Tuesday, February 11, 2014

Is 'Food Sovereignty' Relevant in New Zealand?

This is one of the major questions I'm currently pondering in my thesis looking at food sovereignty in New Zealand: Is the term relevant here, and how is it relevant?  It is rarely used here, even among food activists, local food producers and people involved in community food initiatives, but the people who have heard of it, who I have spoken to, resonate with it, and the people who haven't heard of it are interested to find out more.

The term 'food sovereignty' came out of the Via Campensina conferences in 1993 and 1996. Via Campesina are an  international peasant movement representing small farmers, migrant workers and indigenous people who want to have/protect the right to grow food. They were disillusioned with 'food security' (a term that is commonly used here) because the United Nations was working with big corporations like Monsanto to grow many tonnes of genetically modified corn for 'food security'. These big companies tend to push indigenous people off their land, exploit migrant workers and sue small farmers for saving seeds which are contaminated with the corporation's patented DNA. Not food security at all, just mass production.

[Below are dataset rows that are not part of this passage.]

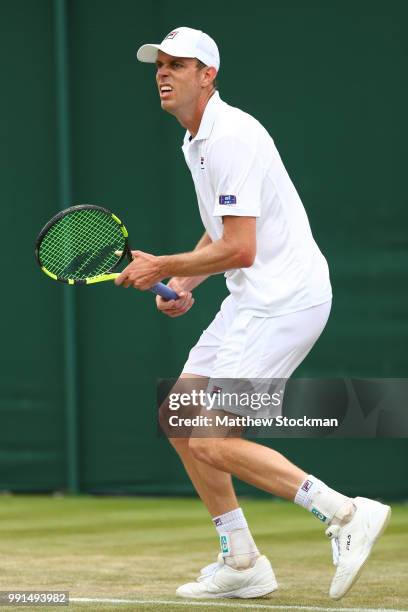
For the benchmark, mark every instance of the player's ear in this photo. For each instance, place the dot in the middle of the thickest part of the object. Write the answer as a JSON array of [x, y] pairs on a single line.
[[209, 74]]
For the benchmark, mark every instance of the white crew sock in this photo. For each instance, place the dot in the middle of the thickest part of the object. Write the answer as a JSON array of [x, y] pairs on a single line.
[[237, 544], [325, 503]]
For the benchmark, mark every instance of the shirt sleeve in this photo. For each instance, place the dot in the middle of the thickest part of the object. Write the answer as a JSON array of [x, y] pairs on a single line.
[[237, 177]]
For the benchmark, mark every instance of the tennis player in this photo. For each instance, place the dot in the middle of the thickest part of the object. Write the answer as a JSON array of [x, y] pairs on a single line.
[[257, 232]]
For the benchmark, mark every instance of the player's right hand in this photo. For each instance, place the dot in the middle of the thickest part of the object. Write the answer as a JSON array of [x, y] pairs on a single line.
[[175, 308]]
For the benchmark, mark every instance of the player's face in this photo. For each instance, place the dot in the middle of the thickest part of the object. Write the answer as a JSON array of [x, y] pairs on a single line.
[[178, 81]]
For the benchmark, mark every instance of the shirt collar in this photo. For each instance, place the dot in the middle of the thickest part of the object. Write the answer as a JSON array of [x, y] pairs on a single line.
[[207, 120]]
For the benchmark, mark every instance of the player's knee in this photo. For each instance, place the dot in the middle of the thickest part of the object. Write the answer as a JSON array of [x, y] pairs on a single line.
[[206, 450]]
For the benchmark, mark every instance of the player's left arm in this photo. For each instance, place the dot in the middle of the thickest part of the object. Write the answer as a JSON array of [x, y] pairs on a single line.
[[235, 249]]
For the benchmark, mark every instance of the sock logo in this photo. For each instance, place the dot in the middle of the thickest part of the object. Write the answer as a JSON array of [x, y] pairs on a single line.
[[319, 515], [224, 544], [307, 485]]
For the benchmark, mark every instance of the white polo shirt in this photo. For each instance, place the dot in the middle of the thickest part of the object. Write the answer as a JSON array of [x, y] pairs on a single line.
[[237, 170]]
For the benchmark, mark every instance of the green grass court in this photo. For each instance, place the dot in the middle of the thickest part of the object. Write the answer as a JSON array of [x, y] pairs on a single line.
[[141, 549]]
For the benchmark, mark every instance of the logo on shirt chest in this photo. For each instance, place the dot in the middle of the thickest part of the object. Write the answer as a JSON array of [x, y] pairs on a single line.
[[227, 200]]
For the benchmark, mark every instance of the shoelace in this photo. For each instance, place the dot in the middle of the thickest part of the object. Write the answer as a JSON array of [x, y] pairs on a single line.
[[333, 533], [209, 570]]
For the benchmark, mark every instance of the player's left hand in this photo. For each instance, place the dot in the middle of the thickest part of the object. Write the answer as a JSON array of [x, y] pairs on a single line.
[[142, 273]]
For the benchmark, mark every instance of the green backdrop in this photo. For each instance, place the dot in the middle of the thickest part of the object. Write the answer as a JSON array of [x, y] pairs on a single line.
[[328, 80]]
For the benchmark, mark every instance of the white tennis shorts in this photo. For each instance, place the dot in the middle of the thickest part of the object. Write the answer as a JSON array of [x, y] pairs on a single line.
[[240, 345]]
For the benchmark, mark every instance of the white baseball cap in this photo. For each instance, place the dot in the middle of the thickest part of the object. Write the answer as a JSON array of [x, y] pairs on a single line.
[[183, 42]]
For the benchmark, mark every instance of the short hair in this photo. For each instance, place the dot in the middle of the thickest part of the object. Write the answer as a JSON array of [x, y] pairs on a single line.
[[200, 66]]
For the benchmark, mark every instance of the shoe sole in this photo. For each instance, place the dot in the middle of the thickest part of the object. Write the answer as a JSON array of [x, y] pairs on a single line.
[[382, 527], [245, 593]]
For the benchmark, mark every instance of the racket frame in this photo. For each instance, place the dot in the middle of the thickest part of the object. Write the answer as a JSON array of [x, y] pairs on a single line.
[[109, 275]]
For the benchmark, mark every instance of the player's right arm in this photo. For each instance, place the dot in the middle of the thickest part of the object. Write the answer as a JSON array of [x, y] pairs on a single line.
[[183, 286]]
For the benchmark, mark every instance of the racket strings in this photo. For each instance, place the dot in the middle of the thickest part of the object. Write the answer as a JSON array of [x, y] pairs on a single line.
[[81, 245]]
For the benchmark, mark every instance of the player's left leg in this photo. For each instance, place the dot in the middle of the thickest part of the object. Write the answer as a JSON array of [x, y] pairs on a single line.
[[353, 525]]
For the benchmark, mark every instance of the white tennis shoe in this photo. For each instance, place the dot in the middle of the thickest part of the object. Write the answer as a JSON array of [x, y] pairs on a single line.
[[221, 580], [352, 543]]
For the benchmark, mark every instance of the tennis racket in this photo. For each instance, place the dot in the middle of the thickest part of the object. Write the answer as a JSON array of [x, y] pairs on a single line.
[[78, 246]]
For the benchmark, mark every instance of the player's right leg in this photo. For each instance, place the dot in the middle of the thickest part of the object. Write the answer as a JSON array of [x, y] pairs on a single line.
[[241, 571]]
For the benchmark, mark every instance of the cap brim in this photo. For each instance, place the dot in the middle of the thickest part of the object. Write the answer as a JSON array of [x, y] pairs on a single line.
[[148, 53]]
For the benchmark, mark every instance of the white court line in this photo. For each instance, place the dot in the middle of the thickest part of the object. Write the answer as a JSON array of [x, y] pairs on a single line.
[[234, 605]]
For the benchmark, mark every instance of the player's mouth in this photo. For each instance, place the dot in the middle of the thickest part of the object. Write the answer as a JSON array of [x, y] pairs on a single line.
[[165, 91]]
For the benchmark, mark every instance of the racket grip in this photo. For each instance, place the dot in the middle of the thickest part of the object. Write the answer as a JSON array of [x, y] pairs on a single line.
[[164, 291]]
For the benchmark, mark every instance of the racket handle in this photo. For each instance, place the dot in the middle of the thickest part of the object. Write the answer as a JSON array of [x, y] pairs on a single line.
[[164, 291]]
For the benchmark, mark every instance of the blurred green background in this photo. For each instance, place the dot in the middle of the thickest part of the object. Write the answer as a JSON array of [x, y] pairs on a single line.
[[81, 123]]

Via Campesina deliberately constructed 'food sovereignty' to be about people and communities having the access to land to grow food. It is constructed so as to avoid being co-opted by corporations or other large, powerful organisations. It embodies principles of both social and environmental justice, check them out here.

So there is a bunch of academic research on food sovereignty in all sorts of places from disenfranchised indigenous people in South America to the ethnic minorities in the United States, from the anti GE movement in the EU to food struggles Malawi. This is a global movement so it makes sense that it would be relevant in Aotearoa, although there is very little literature. I have come across one publication looking at the term in New Zealand, so far, which focuses on Te Waka Kai Ora, the Maori organics organisation, and there are a bunch of non-academic references including Facebook groups and websites.  The question of privilege arises because some of the academic criticism of food sovereignty complains that the movement glorifies people's empowerment over food rather than addressing the reality that most of the world's rural poor don't have a choice outside of subsistence living.  In 'developed' countries it is more clearly a choice. I want to have a discussion about this, what do you think:

  • Is food sovereignty relevant in New Zealand? 
  • Do we have a food sovereignty movement?
  • What does food sovereignty mean in NZ and what does it look like?
  • How is it relevant?
  • How do we deal with the uncomfortable issues around privilege? 
  • In using the term are we co-opting a peasant movement to suit our relatively privileged ethics?
  • We do have real poverty in New Zealand and it often comes with social alienation. How can the food sovereignty movement (if there is one) address this?